Texas leads the nation in the number of executions since the death penalty was reinstated in 1976.
California, Florida, Texas and Pennsylvania have the largest death row populations, according to the TDCJ.
As of 2018, 2,743 offenders were on death row in the United States, reports the Death Penalty Information Center.
There are five methods of execution in the United States: lethal injection, electrocution, lethal gas, hanging and firing squad.
For more on capital punishment in the United States, visit the Bureau of Justice Statistics-Capital Punishment.
Texas death row stats
The average time for an inmate to be on death row in Texas prior to their execution is 10.87 years.
Joe Gonzales, Jr., of Potter County, and Steven Renfro, of Harrison County, spent the shortest time on death row prior to being put to death. Gonzales was on death row for 252 days before being executed on September 18, 1966. Renfro served 263 days on death row before his execution on February 8, 1998.
David Powell, of Travis County, and Lester Brower, of Grayson County, are reported as spending the longest amount of time on death row prior to execution.
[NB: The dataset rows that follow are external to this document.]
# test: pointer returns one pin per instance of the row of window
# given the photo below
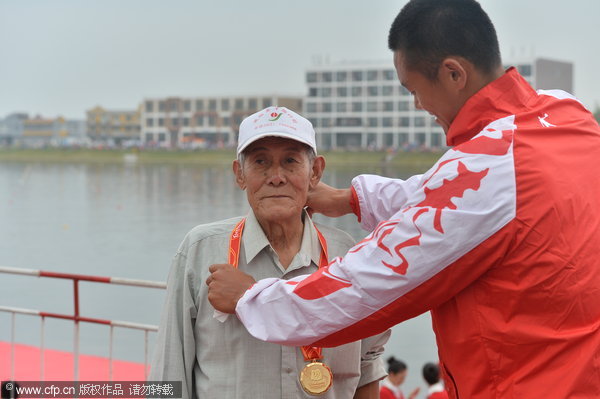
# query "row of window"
(358, 91)
(197, 121)
(353, 76)
(356, 106)
(224, 104)
(108, 128)
(115, 118)
(405, 121)
(374, 140)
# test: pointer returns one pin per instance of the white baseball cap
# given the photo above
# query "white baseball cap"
(278, 122)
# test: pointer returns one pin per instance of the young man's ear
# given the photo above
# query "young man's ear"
(317, 171)
(239, 174)
(454, 73)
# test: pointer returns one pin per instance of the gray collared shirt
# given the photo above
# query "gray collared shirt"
(221, 360)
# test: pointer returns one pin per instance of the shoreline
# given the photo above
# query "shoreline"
(210, 157)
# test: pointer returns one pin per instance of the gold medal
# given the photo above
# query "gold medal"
(316, 378)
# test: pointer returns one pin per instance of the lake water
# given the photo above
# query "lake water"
(127, 220)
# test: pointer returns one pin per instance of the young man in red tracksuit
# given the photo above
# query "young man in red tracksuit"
(499, 239)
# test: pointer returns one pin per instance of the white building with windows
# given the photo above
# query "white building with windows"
(200, 122)
(364, 106)
(543, 73)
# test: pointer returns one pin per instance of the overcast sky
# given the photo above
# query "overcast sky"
(62, 57)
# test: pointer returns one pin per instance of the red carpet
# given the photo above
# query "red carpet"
(58, 366)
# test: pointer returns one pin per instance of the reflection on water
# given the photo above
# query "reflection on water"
(125, 221)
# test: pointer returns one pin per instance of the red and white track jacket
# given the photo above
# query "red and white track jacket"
(500, 240)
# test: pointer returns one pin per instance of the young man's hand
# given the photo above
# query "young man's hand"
(226, 285)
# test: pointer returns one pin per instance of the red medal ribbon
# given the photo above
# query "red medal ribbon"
(311, 353)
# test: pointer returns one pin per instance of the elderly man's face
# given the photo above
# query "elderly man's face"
(277, 174)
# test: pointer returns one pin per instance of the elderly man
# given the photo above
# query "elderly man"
(499, 239)
(277, 165)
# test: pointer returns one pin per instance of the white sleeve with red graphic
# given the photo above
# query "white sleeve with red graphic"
(395, 191)
(410, 262)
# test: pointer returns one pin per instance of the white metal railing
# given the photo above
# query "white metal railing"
(76, 317)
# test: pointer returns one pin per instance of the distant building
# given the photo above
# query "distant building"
(547, 74)
(202, 121)
(11, 127)
(50, 131)
(363, 105)
(114, 126)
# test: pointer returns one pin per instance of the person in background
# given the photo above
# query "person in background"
(391, 385)
(213, 355)
(431, 374)
(498, 240)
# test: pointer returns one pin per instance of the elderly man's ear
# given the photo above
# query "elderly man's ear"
(239, 174)
(317, 171)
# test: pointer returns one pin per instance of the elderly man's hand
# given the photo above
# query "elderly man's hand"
(329, 201)
(226, 285)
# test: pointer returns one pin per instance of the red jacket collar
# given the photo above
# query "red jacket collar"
(500, 98)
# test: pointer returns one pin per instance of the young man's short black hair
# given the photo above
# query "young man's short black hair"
(395, 366)
(427, 31)
(431, 373)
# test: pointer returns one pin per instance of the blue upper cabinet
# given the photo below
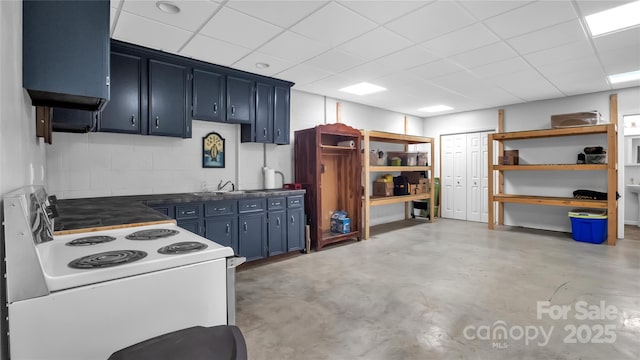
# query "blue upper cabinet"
(123, 113)
(66, 53)
(208, 95)
(167, 99)
(240, 100)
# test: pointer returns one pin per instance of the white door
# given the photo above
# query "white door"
(460, 177)
(474, 175)
(447, 168)
(484, 206)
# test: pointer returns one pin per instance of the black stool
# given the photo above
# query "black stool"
(224, 342)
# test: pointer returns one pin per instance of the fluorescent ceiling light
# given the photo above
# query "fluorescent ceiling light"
(624, 77)
(436, 108)
(168, 7)
(617, 18)
(363, 89)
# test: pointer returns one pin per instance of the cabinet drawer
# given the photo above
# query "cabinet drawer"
(295, 201)
(220, 208)
(276, 203)
(251, 205)
(188, 211)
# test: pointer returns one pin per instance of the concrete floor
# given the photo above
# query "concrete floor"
(412, 292)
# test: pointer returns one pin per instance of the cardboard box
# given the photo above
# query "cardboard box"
(340, 222)
(382, 188)
(511, 157)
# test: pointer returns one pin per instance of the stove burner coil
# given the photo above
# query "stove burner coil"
(107, 259)
(90, 240)
(151, 234)
(182, 248)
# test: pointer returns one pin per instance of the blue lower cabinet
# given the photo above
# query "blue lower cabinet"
(277, 232)
(224, 231)
(295, 229)
(253, 236)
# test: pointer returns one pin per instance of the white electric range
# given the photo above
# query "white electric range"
(87, 295)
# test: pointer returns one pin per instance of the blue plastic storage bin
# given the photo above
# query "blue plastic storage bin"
(589, 225)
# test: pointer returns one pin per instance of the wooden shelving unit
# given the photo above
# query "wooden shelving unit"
(331, 175)
(369, 136)
(610, 130)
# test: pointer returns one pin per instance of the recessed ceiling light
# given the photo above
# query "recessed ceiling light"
(363, 88)
(436, 108)
(617, 18)
(168, 7)
(624, 77)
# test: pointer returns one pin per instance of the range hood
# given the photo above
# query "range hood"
(65, 53)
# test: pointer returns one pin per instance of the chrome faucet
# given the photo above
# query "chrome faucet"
(221, 185)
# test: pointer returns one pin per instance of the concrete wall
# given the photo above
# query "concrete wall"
(536, 115)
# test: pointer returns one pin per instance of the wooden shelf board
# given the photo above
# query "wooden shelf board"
(532, 134)
(385, 200)
(552, 167)
(381, 136)
(328, 236)
(378, 168)
(335, 147)
(550, 200)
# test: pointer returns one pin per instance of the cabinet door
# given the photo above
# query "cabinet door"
(208, 96)
(277, 233)
(240, 105)
(224, 231)
(295, 229)
(167, 99)
(253, 234)
(263, 130)
(123, 112)
(195, 226)
(281, 115)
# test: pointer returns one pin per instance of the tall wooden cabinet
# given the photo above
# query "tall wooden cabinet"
(331, 174)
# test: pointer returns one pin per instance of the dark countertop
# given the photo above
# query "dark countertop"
(102, 213)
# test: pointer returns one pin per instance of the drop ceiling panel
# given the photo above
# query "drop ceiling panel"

Powell and Bower spent 31 years on death row before their execution dates of June 15, 2010, and June 3, 2015, respectively.
The average ages of executed offenders in Texas is 39.
The youngest offenders who have been put to death were; Jay Pinkerton, of Nueces County, Jesse De La Rosa, of Bexar County, and Toronto Patterson, of Dallas County. The men were all 24-years-old at the time of their executions.
De La Rosa died on May 15, 1985. Exactly a year later, Pinkerton met his fate. Patterson was executed on August 28, 2002.
The oldest individuals to have been executed in the state were; Lester Bower, 67, of Grayson County, William Chappell, 66, of Tarrant County, and Wiliam Rayford, 64, of Dallas County.
Chappel was put to death on November 20, 2002. On June 3, 2015, Bower was executed. Rayford received the lethal injection on January 30, 2018.